A 65 year old male presents to the emergency department with a one day history of dysuria. He is diagnosed with a urine infection,  commenced on oral antibiotics and has an appointment made the next day for an outpatient ultrasound. He presents the next day with worsening abdominal pain and left flank pain and an inability to pass urine.

The ultrasound shows peri-nephric stranding of the left kidney and a large bladder. A urinary catheter is passed and drains just over 900mL of urine.

His blood tests show:

Hb 122, WCC 15.5, Plt 190

Na 126, K 4.3, Urea 6.5, Creatinine 119, Serum osmolality 265.

He is admitted to the observation unit for medical review and admission for possible pyelonephritis. When the medical team review and diagnose a urine infection and recommend trial of void in am and discharge home ie., not for admission. What is missed is the massive diuresis. Over the past 8 hours the patient has produced a total of 4.5L of urine and his blood pressure starts to drop.

I re-refer the patient to the inpatient registrar for review and admission. The response is not favourable.  “It should be OK. Let’s take the catheter out in the morning for a trial of void and I’ll get my boss to see him then”. Hmmmmm.

Should I worry about this patient? Would you?

Absolutely. He has post obstructive diuresis, which can be lethal, unless we treat.

Definition

Postobstructive diuresis is a clinical diagnosis and involves the loss of salt and water in the urine following correction of a urinary obstruction.

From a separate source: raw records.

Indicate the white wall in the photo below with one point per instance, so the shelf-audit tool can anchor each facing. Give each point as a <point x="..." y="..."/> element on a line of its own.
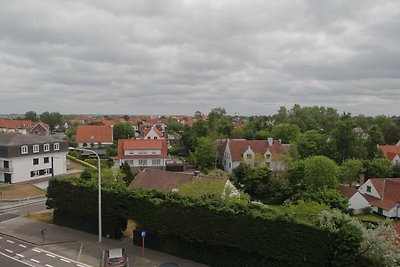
<point x="23" y="166"/>
<point x="357" y="202"/>
<point x="363" y="189"/>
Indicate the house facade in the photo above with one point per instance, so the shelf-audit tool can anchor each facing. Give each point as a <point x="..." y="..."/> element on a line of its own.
<point x="357" y="202"/>
<point x="140" y="153"/>
<point x="383" y="195"/>
<point x="25" y="157"/>
<point x="234" y="151"/>
<point x="94" y="136"/>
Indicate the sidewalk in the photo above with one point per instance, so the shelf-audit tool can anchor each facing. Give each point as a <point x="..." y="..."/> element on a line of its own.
<point x="83" y="247"/>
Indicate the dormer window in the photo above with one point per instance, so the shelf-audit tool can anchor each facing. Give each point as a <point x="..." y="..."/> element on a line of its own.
<point x="24" y="149"/>
<point x="35" y="148"/>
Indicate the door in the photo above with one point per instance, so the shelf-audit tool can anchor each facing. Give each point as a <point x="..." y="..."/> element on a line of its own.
<point x="7" y="178"/>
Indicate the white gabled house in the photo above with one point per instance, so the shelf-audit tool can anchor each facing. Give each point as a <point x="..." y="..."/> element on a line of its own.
<point x="357" y="202"/>
<point x="383" y="194"/>
<point x="141" y="153"/>
<point x="25" y="157"/>
<point x="234" y="151"/>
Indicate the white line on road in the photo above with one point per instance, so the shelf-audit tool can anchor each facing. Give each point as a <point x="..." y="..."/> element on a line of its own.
<point x="27" y="264"/>
<point x="36" y="250"/>
<point x="35" y="260"/>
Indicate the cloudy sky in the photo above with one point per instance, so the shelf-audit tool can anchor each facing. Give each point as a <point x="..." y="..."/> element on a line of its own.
<point x="177" y="57"/>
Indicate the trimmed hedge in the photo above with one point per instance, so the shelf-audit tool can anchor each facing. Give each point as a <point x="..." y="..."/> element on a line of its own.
<point x="249" y="231"/>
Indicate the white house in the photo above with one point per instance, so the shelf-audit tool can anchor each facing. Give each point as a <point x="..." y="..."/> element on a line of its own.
<point x="25" y="157"/>
<point x="152" y="133"/>
<point x="383" y="194"/>
<point x="143" y="152"/>
<point x="234" y="151"/>
<point x="357" y="202"/>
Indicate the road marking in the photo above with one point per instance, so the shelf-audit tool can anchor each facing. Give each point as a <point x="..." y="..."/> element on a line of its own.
<point x="12" y="258"/>
<point x="35" y="260"/>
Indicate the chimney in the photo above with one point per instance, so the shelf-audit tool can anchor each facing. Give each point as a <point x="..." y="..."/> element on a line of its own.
<point x="270" y="141"/>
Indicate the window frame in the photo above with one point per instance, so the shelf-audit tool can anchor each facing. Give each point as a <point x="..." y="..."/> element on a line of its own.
<point x="35" y="149"/>
<point x="46" y="147"/>
<point x="24" y="150"/>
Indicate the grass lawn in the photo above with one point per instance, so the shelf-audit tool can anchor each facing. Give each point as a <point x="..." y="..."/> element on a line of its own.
<point x="18" y="191"/>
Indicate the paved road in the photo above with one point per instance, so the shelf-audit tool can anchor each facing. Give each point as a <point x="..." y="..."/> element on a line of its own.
<point x="32" y="255"/>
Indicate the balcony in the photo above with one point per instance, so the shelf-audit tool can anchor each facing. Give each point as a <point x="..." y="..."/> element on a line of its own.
<point x="6" y="170"/>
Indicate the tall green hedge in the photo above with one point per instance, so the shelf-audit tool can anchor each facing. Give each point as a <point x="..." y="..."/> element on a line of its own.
<point x="249" y="229"/>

The volume produced is more than 200mL of urine production  per hour for 2 consecutive hours or more than 3 L of urine is produced in 24 hours (1).

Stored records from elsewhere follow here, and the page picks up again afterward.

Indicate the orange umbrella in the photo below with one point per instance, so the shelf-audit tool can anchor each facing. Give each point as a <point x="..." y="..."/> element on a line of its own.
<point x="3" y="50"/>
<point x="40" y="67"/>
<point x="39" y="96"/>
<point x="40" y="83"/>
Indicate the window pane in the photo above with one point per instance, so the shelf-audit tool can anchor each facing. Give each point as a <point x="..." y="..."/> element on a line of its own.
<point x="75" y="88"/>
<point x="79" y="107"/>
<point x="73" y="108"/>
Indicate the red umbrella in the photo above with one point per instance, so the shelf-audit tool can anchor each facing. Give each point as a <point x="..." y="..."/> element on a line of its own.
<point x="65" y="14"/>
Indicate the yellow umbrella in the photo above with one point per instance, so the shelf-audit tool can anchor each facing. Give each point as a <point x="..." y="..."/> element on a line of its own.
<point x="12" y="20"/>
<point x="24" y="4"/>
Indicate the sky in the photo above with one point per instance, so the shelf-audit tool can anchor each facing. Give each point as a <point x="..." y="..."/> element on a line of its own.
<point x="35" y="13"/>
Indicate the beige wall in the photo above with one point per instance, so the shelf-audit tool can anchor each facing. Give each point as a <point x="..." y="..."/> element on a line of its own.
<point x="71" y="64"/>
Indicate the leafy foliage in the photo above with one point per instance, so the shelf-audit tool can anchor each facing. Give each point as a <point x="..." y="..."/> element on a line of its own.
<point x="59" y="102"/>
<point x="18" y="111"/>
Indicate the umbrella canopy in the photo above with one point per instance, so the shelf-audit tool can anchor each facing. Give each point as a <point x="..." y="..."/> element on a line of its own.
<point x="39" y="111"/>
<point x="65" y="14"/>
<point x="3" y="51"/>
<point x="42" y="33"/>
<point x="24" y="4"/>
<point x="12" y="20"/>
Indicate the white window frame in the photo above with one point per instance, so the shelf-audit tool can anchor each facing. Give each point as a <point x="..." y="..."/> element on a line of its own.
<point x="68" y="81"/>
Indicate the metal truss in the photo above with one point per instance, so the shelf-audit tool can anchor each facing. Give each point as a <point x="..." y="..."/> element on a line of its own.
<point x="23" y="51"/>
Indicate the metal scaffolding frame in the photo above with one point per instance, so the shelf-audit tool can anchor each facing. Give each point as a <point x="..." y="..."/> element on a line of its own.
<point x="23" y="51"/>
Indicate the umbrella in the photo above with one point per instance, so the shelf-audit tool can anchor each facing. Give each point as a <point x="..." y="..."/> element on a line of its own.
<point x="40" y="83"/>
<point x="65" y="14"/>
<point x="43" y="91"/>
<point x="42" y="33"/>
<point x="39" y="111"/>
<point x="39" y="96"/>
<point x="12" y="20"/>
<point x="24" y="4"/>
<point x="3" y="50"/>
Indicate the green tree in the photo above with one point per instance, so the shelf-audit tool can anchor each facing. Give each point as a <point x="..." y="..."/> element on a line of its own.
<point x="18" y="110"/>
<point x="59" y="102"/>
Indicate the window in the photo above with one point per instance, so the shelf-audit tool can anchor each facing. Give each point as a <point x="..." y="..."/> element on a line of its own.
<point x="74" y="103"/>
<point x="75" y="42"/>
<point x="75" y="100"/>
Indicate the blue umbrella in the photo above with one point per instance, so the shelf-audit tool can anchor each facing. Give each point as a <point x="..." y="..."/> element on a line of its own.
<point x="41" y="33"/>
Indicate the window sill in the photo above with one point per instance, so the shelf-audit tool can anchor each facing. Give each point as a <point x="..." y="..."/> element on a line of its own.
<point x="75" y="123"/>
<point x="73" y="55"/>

It tends to occur following relief of bladder outlet obstruction, when the volume drained approaches 1.5L. However this is not always the case. It is part of a normal physiological process of elimination of  excess volume and solutes that have accumulated during the obstruction. However it becomes pathological, when loss of water and salt continue after homeostasis is achieved. It can occur in up to 50% of patients who have relief of obstruction(2) and can lead to severe dehydration, leading to hypovolaemic shock as well as electrolyte abnormalities and can result in mortality.

Approach

In cases where large volumes have been produced, inputs and outputs must be closely monitored.

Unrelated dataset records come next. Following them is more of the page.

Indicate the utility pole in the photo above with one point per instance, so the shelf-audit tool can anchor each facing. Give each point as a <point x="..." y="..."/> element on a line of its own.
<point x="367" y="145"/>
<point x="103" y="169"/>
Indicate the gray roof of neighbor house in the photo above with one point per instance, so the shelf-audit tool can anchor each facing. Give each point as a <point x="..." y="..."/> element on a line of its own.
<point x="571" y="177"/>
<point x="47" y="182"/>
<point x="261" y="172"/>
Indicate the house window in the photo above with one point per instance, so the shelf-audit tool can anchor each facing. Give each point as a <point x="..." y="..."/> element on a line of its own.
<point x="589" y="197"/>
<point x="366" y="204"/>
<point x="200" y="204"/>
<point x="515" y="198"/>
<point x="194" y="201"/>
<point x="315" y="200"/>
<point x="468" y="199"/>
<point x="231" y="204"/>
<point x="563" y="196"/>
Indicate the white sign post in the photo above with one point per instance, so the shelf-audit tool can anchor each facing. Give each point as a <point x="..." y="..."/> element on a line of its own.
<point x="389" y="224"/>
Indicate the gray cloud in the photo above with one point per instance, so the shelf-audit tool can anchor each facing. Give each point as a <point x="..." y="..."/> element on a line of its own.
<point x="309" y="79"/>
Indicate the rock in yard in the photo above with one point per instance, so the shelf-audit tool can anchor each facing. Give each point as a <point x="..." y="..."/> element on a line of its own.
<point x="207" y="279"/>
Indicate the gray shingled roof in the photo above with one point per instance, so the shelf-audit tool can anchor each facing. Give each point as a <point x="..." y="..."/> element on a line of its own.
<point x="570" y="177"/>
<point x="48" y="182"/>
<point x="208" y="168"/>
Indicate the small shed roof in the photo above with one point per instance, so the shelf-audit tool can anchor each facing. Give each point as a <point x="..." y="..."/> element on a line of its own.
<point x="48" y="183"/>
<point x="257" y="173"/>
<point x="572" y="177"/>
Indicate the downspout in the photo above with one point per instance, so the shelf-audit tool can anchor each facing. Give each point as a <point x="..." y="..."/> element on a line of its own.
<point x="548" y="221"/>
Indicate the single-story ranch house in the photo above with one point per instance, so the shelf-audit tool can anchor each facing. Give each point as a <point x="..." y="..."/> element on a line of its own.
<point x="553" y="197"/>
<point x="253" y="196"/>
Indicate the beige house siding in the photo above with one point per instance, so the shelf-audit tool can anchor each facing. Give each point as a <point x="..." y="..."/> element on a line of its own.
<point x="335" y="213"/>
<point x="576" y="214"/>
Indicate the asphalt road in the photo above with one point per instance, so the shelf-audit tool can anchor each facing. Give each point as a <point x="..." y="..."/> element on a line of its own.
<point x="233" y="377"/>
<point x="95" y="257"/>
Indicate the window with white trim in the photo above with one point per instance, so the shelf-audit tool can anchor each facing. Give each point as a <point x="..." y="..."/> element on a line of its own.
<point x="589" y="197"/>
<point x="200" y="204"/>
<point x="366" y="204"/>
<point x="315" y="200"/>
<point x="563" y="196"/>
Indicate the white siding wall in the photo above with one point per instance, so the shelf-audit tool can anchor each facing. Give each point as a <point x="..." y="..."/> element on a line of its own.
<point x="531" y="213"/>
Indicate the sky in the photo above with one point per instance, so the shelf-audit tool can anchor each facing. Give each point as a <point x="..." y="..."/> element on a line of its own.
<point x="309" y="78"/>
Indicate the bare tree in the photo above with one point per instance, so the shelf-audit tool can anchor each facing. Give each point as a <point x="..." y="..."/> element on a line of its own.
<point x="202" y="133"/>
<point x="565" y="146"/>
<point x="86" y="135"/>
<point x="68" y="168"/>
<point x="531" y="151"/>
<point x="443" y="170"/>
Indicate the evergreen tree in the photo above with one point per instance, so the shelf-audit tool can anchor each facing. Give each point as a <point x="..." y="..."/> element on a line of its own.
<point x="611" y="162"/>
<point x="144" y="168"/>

Measure electrolytes every 12-24 hours, especially Na, K, Mg and Ph. A urine sample looking for Na, K and osmolality should also be done. Salt loss diuresis can convert to post obstructive diuresis. A urinary Na greater than 40mmol/L suggests renal tubular injury.

When replacing fluid aim to run the patient at a negative fluid balance ie replace 70-80% of what is lost in the urine. Running positive or in a euvolaemic state can prolong the diuresis. The type of fluid to use is usually normal saline, but this will depend on the the electrolytes measured.

The Outcome

The fluid is replaced with normal saline and the patient placed on strict fluid balance with the aim of replacing 75-80% of urine output. The patient continues to produce large volumes of urine, 300ml in the next hour, then 270ml/hr and then 340 ml/hr.

Bloods are repeated some 8 hours from the initial set:

Na 140, K 4.9, Serum Osm 298, Urine osmolality 290 Urinary Na 86.

We see that the excess fluid is disappearing, however there is significant salt-wasting.

The patient was admitted for careful fluid monitoring

 

References

  1. Maher JF, Schreiner GE, Waters TJ. Osmotic diuresis due to retained urea after release of obstructive uropathy. N Engl J Med. 1963;268:1099–104.
  2. Nyman MA, Schwenk NM, Silverstein MD. Management of urinary retention: rapid versus gradual decompression and risk of complications. Mayo Clin Proc. 1997;72(10):951–6.